As sugestões que avança parecem-me certeiras – e também, creio, lucidamente pessimistas. Quando se toma como reivindicação o mote “deixem os direitos laborais em paz”, é porque se pressupõe que as alternativas políticas disponíveis só podem fazer transformações regressivas – a mudar, será para pior. Claro que esta raciocínio tem pelo menos três bases sólidas: em Portugal, a esquerda anti-austeridade não é maioritária; o último governo do PS, quando mudou as leis laborais, foi no sentido da “flexibilização”; o próximo governo, se não se desvincular do Tratado Orçamental, só poderá fazer pior – e os dirigentes do PS têm garantido que não pretendem desvincular-se. “Deixem os direitos laborais em paz” é por isso, ao mesmo tempo, um justo grito de resistência e um indício pungente de como falta a Portugal uma maioria comprometida com uma agenda de democracia laboral.
A segunda proposta – retomar a negociação coletiva como base da justiça social –é hoje tão importante quanto hercúlea.
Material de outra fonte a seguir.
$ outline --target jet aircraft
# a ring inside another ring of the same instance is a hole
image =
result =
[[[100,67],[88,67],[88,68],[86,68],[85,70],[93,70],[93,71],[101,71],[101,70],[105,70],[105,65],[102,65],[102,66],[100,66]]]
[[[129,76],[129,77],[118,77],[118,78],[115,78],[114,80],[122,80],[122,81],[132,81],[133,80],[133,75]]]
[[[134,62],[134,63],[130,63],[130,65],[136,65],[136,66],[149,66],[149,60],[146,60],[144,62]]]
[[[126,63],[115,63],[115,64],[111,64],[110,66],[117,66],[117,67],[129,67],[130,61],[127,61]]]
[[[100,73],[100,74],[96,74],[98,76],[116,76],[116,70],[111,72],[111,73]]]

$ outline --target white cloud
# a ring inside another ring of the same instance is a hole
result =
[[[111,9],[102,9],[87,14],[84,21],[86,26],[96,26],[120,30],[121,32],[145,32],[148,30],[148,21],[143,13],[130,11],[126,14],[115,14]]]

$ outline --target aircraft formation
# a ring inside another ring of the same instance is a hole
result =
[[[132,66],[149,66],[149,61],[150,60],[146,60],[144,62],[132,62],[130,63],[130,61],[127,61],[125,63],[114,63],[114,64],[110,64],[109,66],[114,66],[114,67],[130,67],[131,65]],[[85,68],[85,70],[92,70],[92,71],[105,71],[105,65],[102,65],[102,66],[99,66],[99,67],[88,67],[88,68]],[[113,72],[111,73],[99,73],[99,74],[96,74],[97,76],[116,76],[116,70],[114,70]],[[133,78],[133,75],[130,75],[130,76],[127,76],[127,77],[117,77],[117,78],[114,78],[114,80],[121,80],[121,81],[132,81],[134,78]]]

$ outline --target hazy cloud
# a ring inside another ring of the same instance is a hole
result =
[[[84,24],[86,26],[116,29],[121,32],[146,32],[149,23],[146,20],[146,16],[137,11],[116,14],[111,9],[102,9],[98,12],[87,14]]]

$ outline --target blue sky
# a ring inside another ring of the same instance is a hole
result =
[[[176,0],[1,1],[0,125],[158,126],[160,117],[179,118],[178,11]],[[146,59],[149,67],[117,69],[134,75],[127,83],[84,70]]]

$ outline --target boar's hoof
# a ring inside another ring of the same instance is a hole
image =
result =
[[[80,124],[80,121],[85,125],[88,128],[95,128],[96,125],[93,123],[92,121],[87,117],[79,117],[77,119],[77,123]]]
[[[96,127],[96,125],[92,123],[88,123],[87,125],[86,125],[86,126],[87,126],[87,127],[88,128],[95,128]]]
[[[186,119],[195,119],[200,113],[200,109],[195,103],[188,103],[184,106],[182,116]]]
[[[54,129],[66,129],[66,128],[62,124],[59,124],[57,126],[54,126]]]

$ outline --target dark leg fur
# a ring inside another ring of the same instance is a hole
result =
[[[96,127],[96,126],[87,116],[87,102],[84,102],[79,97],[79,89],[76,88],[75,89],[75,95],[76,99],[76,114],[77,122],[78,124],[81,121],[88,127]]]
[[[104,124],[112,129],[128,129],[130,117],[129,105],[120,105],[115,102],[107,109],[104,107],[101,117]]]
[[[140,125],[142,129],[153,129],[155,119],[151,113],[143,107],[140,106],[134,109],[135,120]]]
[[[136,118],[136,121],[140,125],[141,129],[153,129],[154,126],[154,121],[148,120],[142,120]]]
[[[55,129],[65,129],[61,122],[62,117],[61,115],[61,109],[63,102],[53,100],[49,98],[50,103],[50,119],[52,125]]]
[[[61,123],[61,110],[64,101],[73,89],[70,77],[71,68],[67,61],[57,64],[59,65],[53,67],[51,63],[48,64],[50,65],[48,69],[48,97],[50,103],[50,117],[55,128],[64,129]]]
Em 2008, quando rebentou a crise, havia no nosso país 1 894 788 trabalhadores abrangidos pelas convenções coletivas. Em 2013 esse número era de 242 239. A contratação coletiva, um dos principais elementos da democracia laboral, foi reduzida, em meio decénio, a uma expressão absolutamente residual. Recuperá-la tem de estar no centro de uma agenda de esquerda – e é um processo que exigirá muita força organizada.
O único elemento de que sinto falta no texto de Casimiro Ferreira é uma referência a quem pode protagonizar estas transformações. Ou seja, à agência coletiva dos trabalhadores. Na regulação laboral como noutros domínios, o que fazem os Governos depende da relação de forças que encontram na sociedade. Isto é, do que nós, cidadãos organizados, permitimos que eles façam. Por isso, acrescentaria um ponto para reflexão e uma nota de esperança.
O ponto: na agenda da esquerda deve estar a reinvenção de um sindicalismo de combate, aberto aos movimentos sociais e aos desemprecários. A nota: a única transformação em contracorrente que aconteceu na legislação laboral nos últimos anos deveu-se justamente a uma mobilização cidadã, a Lei contra a Precariedade, proposta por mais de 35 mil pessoas num processo dinamizado pelas organizações de precários. Foi esse processo que inscreveu no quadro legal novos mecanismos de combate aos falsos recibos verdes.
Quando penso no que precisamos de fazer para governar à Esquerda penso nisto. Sem outra relação de forças, sem a reapropriação da política pela maioria, sem um lento e difícil trabalho de mobilização, a esquerda no governo estará sempre condenada a uma desistente gestão do que existe. É contra essa desistência que pode fazer-se um governo de esquerda.